Fra i Comuni che hanno deciso di muoversi per tempo c’è Pasturana, piccolo centro collinare della provincia di Alessandria che conta poco più di 1.200 abitanti ed è situato a pochi chilometri da Novi Ligure, nel cuore di un territorio storicamente legato al ciclismo piemontese. A Novi è nato Costante Girardengo, primo campionissimo. A Novi è nato Biagio Cavanna, il geniale massaggiatore non vendente di Fausto Coppi, fondatore della prima accademia di ciclismo al mondo (in anni antichi e belli). A Pasturana c’è già aria di Giro, insomma, anche perché il sindaco Massimo Subbrero è uomo di ciclismo da sempre e ha voluto trasformare l’attesa del Giro in un percorso che sa tirare le volate!

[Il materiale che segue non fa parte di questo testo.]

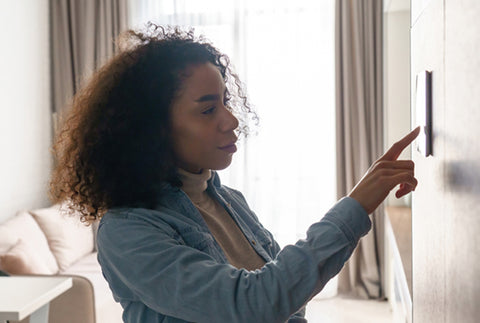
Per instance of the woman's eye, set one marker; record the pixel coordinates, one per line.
(209, 110)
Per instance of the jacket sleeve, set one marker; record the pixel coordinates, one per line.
(179, 281)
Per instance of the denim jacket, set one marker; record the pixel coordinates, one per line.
(164, 265)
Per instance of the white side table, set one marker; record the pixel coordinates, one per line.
(21, 296)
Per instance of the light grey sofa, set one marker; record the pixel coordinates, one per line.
(47, 242)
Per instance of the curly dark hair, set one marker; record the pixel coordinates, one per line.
(114, 148)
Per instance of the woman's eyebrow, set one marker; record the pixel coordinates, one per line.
(208, 97)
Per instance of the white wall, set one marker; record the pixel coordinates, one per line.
(25, 122)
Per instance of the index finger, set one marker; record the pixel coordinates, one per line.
(399, 146)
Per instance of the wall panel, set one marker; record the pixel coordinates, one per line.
(428, 216)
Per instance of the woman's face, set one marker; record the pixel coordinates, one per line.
(202, 127)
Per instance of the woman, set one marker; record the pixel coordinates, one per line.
(139, 150)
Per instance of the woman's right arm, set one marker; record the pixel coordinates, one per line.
(147, 263)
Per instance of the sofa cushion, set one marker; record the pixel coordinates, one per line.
(22, 239)
(105, 304)
(68, 238)
(22, 259)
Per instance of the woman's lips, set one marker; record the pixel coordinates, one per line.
(231, 148)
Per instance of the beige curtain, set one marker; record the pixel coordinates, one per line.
(82, 37)
(359, 129)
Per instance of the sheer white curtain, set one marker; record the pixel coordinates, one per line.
(284, 52)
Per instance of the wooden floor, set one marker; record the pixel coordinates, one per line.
(339, 310)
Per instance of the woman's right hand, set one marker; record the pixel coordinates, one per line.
(386, 173)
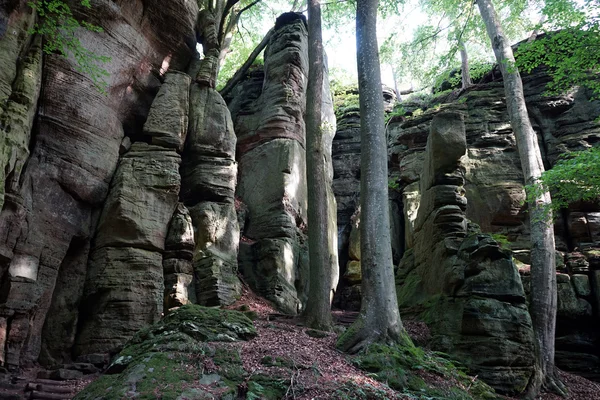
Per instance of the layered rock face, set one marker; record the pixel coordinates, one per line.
(346, 187)
(494, 187)
(268, 114)
(124, 286)
(209, 177)
(51, 205)
(462, 283)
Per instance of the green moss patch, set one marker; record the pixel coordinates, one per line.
(421, 373)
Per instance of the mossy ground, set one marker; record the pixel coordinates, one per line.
(171, 360)
(413, 371)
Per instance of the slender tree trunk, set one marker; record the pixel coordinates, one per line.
(543, 273)
(318, 307)
(379, 318)
(464, 61)
(239, 75)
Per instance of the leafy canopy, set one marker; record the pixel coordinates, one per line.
(572, 54)
(58, 26)
(575, 177)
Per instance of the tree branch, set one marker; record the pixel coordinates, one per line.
(237, 77)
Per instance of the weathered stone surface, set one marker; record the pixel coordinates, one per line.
(494, 181)
(209, 174)
(125, 285)
(216, 251)
(569, 306)
(169, 129)
(142, 199)
(49, 216)
(123, 294)
(581, 284)
(269, 124)
(16, 116)
(464, 285)
(177, 260)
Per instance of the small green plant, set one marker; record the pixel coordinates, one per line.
(58, 26)
(398, 111)
(502, 240)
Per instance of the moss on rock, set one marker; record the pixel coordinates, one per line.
(403, 368)
(165, 360)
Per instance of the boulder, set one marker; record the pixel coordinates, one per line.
(459, 281)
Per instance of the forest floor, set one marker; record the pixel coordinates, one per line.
(316, 370)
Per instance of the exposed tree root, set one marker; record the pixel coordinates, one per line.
(361, 334)
(550, 383)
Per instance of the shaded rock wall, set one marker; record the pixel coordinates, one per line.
(494, 188)
(346, 187)
(50, 211)
(461, 282)
(209, 175)
(124, 288)
(268, 113)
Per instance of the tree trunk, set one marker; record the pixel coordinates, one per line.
(464, 61)
(379, 318)
(543, 274)
(318, 307)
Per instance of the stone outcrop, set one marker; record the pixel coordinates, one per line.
(346, 187)
(494, 187)
(269, 124)
(177, 260)
(125, 286)
(209, 174)
(460, 281)
(178, 357)
(50, 211)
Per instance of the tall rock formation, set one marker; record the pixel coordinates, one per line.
(461, 282)
(269, 123)
(494, 189)
(209, 176)
(124, 289)
(54, 194)
(268, 112)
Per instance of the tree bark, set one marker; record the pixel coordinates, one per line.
(379, 318)
(464, 61)
(543, 274)
(318, 307)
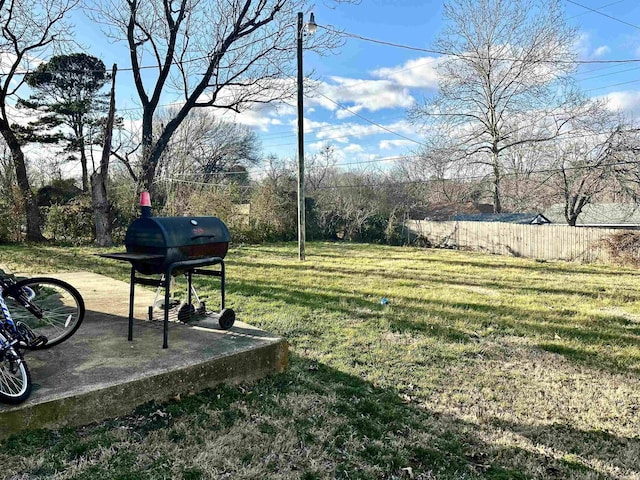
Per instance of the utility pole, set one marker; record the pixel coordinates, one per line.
(301, 204)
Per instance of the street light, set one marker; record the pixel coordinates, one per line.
(311, 27)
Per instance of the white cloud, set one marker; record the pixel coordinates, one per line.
(416, 73)
(391, 144)
(357, 95)
(627, 101)
(354, 148)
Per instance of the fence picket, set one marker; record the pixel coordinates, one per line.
(543, 242)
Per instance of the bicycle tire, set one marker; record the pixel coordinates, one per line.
(15, 377)
(55, 309)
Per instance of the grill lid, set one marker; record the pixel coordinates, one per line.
(170, 232)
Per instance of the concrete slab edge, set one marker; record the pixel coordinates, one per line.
(117, 400)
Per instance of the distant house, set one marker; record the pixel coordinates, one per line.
(521, 218)
(602, 215)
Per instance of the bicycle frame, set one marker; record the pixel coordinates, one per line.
(7, 321)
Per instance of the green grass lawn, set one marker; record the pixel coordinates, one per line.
(478, 367)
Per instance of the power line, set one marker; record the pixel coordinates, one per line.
(603, 14)
(427, 50)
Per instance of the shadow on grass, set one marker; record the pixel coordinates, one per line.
(417, 275)
(339, 426)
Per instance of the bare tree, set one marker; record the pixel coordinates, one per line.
(207, 149)
(505, 71)
(204, 53)
(29, 28)
(594, 161)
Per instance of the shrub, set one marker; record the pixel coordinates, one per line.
(71, 222)
(624, 248)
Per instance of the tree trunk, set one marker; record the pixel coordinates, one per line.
(83, 163)
(99, 198)
(497, 204)
(34, 219)
(100, 204)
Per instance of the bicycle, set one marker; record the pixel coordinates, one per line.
(39, 312)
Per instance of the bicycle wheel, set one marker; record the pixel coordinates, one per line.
(15, 378)
(48, 306)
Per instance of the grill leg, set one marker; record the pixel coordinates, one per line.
(167, 291)
(222, 286)
(132, 288)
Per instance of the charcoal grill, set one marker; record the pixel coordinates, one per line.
(171, 246)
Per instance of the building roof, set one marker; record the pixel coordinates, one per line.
(599, 214)
(523, 218)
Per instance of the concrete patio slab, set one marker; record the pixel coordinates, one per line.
(98, 374)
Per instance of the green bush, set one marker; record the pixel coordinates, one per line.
(624, 248)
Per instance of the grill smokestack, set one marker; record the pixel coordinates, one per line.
(145, 204)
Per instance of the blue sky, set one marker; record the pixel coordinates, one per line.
(378, 82)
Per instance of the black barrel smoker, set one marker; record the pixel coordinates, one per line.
(171, 246)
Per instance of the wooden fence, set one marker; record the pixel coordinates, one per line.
(544, 242)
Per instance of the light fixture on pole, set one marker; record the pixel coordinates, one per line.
(311, 27)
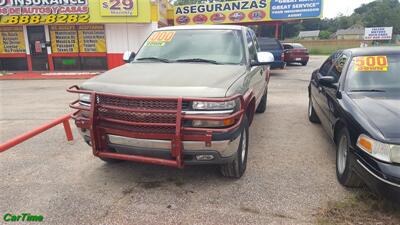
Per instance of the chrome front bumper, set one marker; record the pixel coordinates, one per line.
(225, 148)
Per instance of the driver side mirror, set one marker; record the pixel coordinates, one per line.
(326, 80)
(263, 59)
(128, 56)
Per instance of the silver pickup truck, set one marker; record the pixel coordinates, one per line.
(187, 97)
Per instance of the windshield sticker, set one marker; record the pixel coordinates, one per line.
(371, 64)
(160, 38)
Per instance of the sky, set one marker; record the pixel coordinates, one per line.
(333, 7)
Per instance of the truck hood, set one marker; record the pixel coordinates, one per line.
(382, 110)
(167, 79)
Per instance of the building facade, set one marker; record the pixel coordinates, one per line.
(51, 35)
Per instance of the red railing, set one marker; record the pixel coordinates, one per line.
(146, 113)
(17, 140)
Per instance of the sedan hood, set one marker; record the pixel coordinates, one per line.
(167, 79)
(382, 110)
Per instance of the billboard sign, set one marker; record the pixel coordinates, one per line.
(378, 33)
(295, 9)
(247, 11)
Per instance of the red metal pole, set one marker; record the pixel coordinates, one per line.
(277, 30)
(68, 130)
(17, 140)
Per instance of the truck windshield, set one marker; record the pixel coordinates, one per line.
(374, 73)
(193, 46)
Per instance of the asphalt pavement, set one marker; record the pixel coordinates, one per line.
(290, 174)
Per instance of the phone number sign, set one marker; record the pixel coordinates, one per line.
(118, 8)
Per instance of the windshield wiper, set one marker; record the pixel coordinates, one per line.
(198, 60)
(154, 59)
(368, 90)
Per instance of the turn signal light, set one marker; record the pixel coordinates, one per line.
(229, 122)
(365, 144)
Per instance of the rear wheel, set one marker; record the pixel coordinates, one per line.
(237, 167)
(312, 115)
(262, 107)
(345, 161)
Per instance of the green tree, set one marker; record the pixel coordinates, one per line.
(325, 34)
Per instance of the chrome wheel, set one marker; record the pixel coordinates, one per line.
(244, 145)
(342, 154)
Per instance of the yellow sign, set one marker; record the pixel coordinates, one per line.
(27, 12)
(245, 11)
(12, 40)
(92, 38)
(118, 8)
(64, 39)
(371, 63)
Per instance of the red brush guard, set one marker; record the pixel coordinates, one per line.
(146, 118)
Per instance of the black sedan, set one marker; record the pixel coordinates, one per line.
(355, 95)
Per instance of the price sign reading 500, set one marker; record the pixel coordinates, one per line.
(118, 7)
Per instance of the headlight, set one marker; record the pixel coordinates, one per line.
(385, 152)
(214, 105)
(84, 99)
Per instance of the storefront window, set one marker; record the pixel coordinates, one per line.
(64, 39)
(80, 47)
(12, 49)
(92, 38)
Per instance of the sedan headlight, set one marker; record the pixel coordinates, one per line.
(385, 152)
(214, 105)
(84, 99)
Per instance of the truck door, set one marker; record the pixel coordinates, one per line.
(257, 73)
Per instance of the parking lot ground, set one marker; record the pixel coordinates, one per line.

L’appuntamento da segnare è quello di giovedì 19 marzo alle ore 21, nella Sala Europa comunale, dove sarà presentato il programma di «Passa il Giro… a Pasturana», iniziativa costruita dall’amministrazione comunale insieme alle associazioni locali per accompagnare i due mesi che separano il conto alla rovescia dal passaggio della corsa rosa. L’evento coincide anche con il transito della Milano-Sanremo d’epoca, previsto a Pasturana venerdì 20 marzo alle 9.15 (la Classicissima sarà poi sabato 21).
Il contesto è quello di un territorio che sarà direttamente coinvolto dal Giro d’Italia 2026 con l’arrivo di tappa a Novi Ligure e con la successiva partenza da Alessandria, ma che vive la corsa ben oltre i due punti simbolici di arrivo e partenza. In mezzo c’è infatti una geografia più ampia che pedala anche per cultura. Pasturana proporrà il suo calendario durante la serata pubblica del 19 marzo.
Per tenere idealmente a battesimo la serata è stato scelto un padrino d’eccezione, uno specialista di certe indimenticabili volate al Giro: Dino Zandegù, campione amatissimo degli anni Settanta, uomo degli sprint (e dei podi con i baci delle miss), personalità inconfondibile e corridore capace di lasciare un segno bello e anche allegro nella storia del ciclismo italiano. Nel suo palmarès figurano sei tappe vinte al Giro d’Italia e anche il Giro delle Fiandre (nel 1967), basta questo per capire il valore agonistico del personaggio, accanto a una carica umana e narrativa che da sempre lo rende vicino al pubblico. A Pasturana Zandegù presenterà, con Mimma Caligaris, il suo libro «Se cadono tutti… vinco io», scritto da Marco Pastonesi, un libro pieno zeppo di aneddoti, ironia e ricordi di un ciclismo che piace. Che diverte.
Così Pasturana si prepara a tirare la volata non soltanto a un ospite illustre, ma a un’intera stagione di attesa che porta il Giro dentro il paese prima ancora che sulle strade della corsa.